Much like it’s two predecessors, the major problem with Silver Lining is that it’s far too short. Although the third chapter does finish the story nicely, it’s also forced to wrap things up a little too quickly. Some logical leaps are taken, and it forces the plot to play out in a rushed manner. Aside from this, the most exciting aspects are the small moments. The various phone calls to MJ and Miles are often more exciting than the story itself, because they add juicy hints about where the sequel might go.
Challenges, Collectibles & Side Missions
Silver Lining is easily the most robust chapter in the DLC. Through the use of three new side missions, we get another a set of collectibles, new base challenges, and more of the dreaded Screwball challenges. While the base challenges are significantly more difficult than before, they play into a side story that sheds a new light on the Sable employees that we’ve fought so many times throughout the game. Similarly, the collectibles mission offers a satisfactory wrap up for Yuri’s arc in the DLC, while teasing a different side of the disgraced NYPD captain that can be explored in the eventual sequel.
On the other hand, the conclusion to the Screwball storyline is absolutely forgettable. Everything about these challenges, along with the character as a whole just feels like nothing but filler. These challenges aren’t even fun to play, and the final chase with Screwball has a payoff that ends up being meaningless. It’s just annoying trying to finish this mission in the first place. Even though the rest of Silver Lining does a wonderful job of using the side missions and collectibles to reveal character, the Screwball story simply adds nothing to the game.

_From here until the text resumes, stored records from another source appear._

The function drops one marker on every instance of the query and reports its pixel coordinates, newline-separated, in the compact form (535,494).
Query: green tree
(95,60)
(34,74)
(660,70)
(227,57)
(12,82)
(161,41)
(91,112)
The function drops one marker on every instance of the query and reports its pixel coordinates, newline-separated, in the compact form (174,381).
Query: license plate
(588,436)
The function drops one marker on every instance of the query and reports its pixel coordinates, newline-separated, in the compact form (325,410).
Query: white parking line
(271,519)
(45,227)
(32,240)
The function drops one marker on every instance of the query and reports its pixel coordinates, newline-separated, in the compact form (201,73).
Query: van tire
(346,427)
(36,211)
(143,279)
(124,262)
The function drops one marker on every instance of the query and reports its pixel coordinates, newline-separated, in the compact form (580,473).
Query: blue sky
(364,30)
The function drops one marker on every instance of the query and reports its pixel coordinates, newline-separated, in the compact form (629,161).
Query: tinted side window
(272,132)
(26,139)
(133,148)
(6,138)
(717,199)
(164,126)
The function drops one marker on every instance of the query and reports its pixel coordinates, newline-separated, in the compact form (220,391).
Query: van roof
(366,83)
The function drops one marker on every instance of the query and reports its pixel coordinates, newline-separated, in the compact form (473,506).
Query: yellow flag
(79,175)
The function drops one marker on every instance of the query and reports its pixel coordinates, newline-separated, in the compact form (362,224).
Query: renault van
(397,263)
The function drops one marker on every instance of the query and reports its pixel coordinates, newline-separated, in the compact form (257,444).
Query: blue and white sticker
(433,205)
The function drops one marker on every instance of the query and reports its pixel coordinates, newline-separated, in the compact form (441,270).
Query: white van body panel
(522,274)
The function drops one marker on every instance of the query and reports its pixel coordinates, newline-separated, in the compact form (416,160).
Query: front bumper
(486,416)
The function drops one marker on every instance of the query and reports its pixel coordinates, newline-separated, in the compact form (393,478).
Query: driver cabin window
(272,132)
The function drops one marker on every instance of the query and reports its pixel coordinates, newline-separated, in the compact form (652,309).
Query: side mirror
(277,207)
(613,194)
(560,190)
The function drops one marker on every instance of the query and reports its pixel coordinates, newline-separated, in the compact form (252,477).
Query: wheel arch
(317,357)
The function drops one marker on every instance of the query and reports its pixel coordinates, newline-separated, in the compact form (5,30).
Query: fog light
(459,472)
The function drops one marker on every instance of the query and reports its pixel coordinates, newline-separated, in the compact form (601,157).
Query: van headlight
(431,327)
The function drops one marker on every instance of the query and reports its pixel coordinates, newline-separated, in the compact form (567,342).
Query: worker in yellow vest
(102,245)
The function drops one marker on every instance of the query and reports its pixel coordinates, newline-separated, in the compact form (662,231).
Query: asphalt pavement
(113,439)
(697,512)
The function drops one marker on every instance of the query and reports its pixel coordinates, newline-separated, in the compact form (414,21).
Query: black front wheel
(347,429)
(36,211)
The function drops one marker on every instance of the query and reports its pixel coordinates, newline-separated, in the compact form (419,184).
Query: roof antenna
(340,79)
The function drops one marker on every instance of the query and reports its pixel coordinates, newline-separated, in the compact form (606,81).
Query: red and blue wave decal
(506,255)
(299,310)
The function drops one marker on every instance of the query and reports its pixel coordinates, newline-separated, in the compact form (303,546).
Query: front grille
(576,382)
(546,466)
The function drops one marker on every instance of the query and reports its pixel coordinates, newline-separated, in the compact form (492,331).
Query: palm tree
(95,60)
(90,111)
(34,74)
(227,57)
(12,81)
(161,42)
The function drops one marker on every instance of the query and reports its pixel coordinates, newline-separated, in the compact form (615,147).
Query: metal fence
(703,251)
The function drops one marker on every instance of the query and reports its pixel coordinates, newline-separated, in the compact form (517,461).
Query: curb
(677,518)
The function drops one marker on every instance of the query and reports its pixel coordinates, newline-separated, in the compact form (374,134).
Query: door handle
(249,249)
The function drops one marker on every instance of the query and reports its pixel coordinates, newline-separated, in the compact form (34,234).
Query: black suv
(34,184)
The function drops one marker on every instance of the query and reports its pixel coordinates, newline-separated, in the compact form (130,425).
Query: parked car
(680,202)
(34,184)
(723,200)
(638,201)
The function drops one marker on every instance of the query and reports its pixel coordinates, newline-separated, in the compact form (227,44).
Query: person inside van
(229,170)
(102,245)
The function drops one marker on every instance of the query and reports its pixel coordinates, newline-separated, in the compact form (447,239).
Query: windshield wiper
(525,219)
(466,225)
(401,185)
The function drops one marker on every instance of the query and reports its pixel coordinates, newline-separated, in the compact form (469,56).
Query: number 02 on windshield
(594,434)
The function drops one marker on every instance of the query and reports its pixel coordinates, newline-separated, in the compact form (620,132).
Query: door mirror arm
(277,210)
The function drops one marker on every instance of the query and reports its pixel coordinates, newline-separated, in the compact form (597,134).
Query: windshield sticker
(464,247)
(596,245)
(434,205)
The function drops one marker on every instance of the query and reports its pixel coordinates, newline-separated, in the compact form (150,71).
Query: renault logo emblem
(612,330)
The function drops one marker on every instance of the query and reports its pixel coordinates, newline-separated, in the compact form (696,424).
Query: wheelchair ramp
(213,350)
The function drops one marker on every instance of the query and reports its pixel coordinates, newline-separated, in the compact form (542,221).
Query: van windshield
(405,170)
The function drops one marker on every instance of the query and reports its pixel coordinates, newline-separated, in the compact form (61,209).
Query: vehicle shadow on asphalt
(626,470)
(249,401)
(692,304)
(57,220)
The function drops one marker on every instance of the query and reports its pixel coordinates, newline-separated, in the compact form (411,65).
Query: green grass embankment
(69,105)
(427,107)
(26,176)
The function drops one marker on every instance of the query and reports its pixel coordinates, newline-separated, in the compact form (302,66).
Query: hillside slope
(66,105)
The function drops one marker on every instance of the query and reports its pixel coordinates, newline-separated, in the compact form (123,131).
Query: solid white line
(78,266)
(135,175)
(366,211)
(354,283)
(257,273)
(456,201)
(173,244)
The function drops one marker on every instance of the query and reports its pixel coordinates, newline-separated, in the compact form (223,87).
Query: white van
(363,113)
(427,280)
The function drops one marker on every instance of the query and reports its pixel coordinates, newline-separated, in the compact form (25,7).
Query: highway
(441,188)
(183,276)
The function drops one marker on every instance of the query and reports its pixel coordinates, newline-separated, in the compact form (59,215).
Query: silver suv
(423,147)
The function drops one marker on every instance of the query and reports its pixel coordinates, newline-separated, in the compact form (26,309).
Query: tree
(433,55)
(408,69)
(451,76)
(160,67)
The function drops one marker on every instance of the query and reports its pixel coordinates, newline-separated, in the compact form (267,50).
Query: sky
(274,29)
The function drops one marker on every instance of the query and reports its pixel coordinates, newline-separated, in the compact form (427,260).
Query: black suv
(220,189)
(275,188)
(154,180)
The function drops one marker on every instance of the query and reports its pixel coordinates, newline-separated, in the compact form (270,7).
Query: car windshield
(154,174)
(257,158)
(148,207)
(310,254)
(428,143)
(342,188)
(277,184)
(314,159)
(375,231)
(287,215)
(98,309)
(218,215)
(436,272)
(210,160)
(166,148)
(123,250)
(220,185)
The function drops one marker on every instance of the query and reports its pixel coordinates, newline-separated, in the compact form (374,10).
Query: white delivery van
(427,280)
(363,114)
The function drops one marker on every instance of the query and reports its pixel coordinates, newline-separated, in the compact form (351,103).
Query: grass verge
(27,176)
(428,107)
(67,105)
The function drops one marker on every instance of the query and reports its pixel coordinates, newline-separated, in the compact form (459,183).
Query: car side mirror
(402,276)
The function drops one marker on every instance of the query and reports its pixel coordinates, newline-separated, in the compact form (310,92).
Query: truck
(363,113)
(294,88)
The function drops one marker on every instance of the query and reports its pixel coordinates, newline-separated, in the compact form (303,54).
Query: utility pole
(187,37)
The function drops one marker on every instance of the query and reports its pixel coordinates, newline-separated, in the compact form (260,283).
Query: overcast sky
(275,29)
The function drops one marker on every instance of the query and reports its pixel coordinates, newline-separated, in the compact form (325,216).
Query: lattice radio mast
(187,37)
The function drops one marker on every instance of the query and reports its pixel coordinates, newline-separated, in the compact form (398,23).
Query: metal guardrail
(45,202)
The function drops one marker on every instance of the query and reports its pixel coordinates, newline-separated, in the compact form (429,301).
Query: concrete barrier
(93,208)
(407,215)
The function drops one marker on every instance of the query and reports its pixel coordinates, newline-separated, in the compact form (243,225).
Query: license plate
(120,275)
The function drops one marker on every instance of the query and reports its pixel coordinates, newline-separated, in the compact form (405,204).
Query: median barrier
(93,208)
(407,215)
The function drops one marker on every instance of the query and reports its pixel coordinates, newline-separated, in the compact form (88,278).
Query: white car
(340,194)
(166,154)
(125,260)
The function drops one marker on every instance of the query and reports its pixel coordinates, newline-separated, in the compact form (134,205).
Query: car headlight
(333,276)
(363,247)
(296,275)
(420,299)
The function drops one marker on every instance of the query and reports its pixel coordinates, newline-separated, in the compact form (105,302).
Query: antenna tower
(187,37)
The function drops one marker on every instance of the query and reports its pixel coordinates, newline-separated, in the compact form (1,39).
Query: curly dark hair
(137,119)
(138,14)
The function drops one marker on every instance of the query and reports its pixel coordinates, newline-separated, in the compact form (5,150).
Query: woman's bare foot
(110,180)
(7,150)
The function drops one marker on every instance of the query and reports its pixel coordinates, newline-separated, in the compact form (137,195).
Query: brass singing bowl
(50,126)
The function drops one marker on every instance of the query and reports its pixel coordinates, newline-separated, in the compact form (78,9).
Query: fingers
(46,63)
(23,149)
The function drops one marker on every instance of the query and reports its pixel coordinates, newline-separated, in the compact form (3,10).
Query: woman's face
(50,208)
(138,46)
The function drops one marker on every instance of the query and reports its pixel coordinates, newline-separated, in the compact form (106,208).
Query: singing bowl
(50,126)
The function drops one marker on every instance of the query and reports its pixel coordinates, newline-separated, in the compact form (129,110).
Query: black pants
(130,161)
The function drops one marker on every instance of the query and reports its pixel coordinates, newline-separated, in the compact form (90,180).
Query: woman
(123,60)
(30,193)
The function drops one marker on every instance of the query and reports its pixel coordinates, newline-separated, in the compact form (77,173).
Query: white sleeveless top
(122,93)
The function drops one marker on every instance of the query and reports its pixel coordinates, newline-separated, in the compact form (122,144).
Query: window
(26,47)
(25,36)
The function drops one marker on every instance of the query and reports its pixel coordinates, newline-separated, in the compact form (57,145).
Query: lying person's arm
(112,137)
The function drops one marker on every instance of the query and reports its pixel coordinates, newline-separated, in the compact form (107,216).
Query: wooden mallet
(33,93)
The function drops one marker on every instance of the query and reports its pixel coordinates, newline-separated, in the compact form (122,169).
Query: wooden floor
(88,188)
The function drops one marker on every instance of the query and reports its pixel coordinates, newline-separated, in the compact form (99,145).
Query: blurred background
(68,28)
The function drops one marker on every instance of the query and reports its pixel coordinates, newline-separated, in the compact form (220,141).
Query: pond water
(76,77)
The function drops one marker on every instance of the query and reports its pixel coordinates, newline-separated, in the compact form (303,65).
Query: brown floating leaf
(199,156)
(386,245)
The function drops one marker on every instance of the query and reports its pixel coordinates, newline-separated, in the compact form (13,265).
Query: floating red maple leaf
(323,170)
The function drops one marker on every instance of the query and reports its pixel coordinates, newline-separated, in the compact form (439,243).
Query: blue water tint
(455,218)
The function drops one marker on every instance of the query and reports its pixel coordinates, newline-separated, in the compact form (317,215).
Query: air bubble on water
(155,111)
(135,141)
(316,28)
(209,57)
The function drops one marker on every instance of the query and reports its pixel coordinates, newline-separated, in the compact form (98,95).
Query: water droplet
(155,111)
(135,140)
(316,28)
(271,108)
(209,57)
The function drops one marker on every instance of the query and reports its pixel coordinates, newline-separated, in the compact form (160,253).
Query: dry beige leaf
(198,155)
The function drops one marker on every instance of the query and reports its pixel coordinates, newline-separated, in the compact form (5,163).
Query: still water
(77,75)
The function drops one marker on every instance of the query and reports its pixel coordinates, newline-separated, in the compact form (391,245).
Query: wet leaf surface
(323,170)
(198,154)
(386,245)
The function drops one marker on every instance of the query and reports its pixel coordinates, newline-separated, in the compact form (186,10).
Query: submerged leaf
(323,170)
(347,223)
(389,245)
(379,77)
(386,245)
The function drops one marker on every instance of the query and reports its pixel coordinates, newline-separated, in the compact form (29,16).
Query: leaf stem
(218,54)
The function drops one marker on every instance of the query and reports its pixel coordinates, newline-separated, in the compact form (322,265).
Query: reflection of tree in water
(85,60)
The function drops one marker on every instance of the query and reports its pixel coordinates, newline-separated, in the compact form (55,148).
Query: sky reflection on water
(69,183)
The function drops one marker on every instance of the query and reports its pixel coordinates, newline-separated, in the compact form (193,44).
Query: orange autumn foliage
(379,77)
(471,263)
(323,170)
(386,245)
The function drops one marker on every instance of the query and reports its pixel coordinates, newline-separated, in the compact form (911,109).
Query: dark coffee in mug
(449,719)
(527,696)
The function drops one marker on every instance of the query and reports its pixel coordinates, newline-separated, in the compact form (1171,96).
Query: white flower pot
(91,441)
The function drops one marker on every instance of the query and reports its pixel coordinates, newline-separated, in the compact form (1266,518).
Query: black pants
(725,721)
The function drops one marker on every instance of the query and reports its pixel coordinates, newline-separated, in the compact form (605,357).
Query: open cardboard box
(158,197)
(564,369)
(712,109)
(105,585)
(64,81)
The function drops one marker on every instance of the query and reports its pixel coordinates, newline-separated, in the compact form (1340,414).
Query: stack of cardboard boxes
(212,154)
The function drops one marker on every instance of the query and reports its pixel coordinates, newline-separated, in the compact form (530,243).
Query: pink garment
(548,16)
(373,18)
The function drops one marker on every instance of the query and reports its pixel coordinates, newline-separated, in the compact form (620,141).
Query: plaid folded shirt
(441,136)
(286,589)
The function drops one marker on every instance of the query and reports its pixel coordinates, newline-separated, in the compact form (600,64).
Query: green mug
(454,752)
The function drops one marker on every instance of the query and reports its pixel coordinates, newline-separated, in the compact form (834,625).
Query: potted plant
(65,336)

As with the previous chapters, there are three new suit skins, along with a special addition that is sure to make fans of the game very happy. The first is the Aaron Aikman Armor Suit, a nod to the Earth-31411 version of Spider-Man. Up next, we have the Cyborg Suit, which is the Earth-2818 version of the character from the Superior Spider-Man run of comics. Third, we have the Into the Spider-Verse skin, a great nod to one of the year’s best superhero movies. Finally, the developers have included the much-requested “webbed suit” design from the Sam Raimi Spider-Man movies. Although this skin is added as a part of the main game and not just the DLC, it’s also proof that game developers will eventually give into the whims of fans. All joking aside, this skin is a naturally welcome addition and easily one of the coolest in the game.
Is The Silver Lining DLC Worth It?
As with the previous two chapters in the story, Silver Lining doesn’t really work on its own. Taken as the third and final chapter in a larger story, Silver Lining makes for a passable, but ultimately anticlimactic ending to The City That Never Sleeps. It will probably be best remembered for being a transition between this game and the sequel, but it’s also nice to learn more about these characters in the aftermath of the main game. If fans have already played the first two parts, there’s no question that Silver Lining is worth playing through as well. Ultimately, for a hefty price of $25 for the entire DLC package, it’s a surprisingly small amount of content. Only the hardest of hardcore Spidey fans should feel the need for it. Everyone else might want to consider skipping the DLC altogether, or at least waiting until it inevitably goes on sale.